Eingesetzte Technologien: SAP S4HANA, SNOTE, STMS, SAP GUI, SAP Help Portal, SAP Community
Flexible EDI Schnittstellenkonfiguration mit SAP Integration Suite
In diesem Projekt habe ich eine bestehende EDI-Integration in der SAP-Integration-Suite auf der BTP analysiert und so angepasst, dass sie flexibel für verschiedene Systemlandschaften nutzbar ist. Dazu habe ich zentrale Parameter wie Zielsysteme und Betriebsstufen als konfigurierbare Werte externalisiert und in die iFlows eingebunden. Dadurch lässt sich das Verhalten pro Umgebung nun über einfache Einstellungen steuern, anstatt wie zuvor durch Codeänderungen.

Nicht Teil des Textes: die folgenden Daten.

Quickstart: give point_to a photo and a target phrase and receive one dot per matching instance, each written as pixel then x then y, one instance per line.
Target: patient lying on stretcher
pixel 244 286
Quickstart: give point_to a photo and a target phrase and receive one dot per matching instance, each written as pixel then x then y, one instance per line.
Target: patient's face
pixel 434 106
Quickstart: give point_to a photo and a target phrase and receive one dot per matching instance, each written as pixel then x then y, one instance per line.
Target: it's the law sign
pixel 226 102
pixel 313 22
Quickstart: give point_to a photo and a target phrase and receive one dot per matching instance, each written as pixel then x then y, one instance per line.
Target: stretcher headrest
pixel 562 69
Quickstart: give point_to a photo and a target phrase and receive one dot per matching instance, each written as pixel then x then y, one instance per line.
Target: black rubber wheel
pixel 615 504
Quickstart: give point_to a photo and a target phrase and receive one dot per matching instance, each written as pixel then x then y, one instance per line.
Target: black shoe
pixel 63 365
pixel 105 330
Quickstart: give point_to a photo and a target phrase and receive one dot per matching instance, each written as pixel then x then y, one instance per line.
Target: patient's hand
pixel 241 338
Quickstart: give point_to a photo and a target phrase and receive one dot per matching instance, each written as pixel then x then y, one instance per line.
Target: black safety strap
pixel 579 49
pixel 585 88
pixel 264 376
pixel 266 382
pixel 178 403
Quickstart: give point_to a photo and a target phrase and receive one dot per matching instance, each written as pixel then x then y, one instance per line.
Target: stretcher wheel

Durch Tests mit Beispielnachrichten und die Dokumentation der Konfiguration wurde die Stabilität der Schnittstelle erhöht und der spätere Betrieb für Kunden und das Betriebsteam vereinfacht.
Eingesetzte Technologien: SAP BTP, EDI IDoc, Message Mapping, HTTP Services, Jira
Redesign iFlow Adapter IDOC zu OData
Im Rahmen dieses Projekts habe ich die Umstellung von einer bestehenden IDoc-basierten Kommunikation auf eine moderne, leistungsfähige OData-Schnittstellenarchitektur umgesetzt.

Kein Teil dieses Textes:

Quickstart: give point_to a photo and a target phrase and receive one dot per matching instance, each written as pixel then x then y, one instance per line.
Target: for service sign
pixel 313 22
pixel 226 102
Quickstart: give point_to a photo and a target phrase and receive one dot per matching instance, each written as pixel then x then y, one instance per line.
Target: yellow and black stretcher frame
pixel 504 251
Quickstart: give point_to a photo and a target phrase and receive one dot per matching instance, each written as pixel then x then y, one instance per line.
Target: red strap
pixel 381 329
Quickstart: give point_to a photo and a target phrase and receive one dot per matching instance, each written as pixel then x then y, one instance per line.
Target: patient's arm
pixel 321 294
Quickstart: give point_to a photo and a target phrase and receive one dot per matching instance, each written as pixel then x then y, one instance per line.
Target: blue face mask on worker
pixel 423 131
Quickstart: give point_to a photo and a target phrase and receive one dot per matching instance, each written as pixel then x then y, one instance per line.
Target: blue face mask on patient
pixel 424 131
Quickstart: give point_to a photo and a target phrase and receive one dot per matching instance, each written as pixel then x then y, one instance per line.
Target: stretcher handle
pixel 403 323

Dazu habe ich die vorhandenen IDoc-Segmente detailliert analysiert, relevante Felder identifiziert und ein Zielmapping auf passende OData-Schnittstellen, unter anderem auf die BusinessPartner- und BusinessPartner-Bulk-API, erarbeitet. In der Umsetzung habe ich die erforderliche Transformation und Umschlüsselung der Datenlogik realisiert, um eine konsistente Übertragung in die neuen Strukturen sicherzustellen.
Durch die Modernisierung wurden die Integrationsflüsse stabiler und robuster gestaltet und gleichzeitig eine saubere Basis für zukünftige Erweiterungen geschaffen.
Eingesetzte Technologien: OData, SAP CPI, Message Mapping und BulkAPI
First Level Support in der Hypercare-Phase zum Redesign des Berechtigungskonzepts
Im Rahmen dieses Projekts zur Berechtigungsüberarbeitung liegt der Fokus auf der Entwicklung und Anpassung neuer Rollen mithilfe der Software XAMS. Diese Rollen werden im Zuge der geplanten Umstellung der Systemlandschaft auf S/4HANA entsprechend den individuellen Anforderungen angepasst. Als Service Mitarbeiter betreue ich die Hypercare-Phase nach der Migration auf das S/4HANA-System. Während dieser Phase arbeite ich eng mit den Anwendern und dem Projektleiter des Kunden zusammen, um sicherzustellen, dass alle Berechtigungsobjekte ordnungsgemäß funktionieren.
Eingesetzte Technologien: XAMS, Xiting, PFCG, SU24, SUIM
Zusammenlegung von Unternehmensgesellschaften in S/4HANA
Im Rahmen dieses Projekts wurde die Migration mehrerer Geschäftseinheiten in ein neues System durchgeführt. Ich war verantwortlich für die Entwicklung und Überarbeitung der Formulare. Dabei habe ich bestehende Formulare angepasst und neue Formulare konzipiert, um eine saubere, zukunftsfähige Lösung ohne Altlasten sicherzustellen.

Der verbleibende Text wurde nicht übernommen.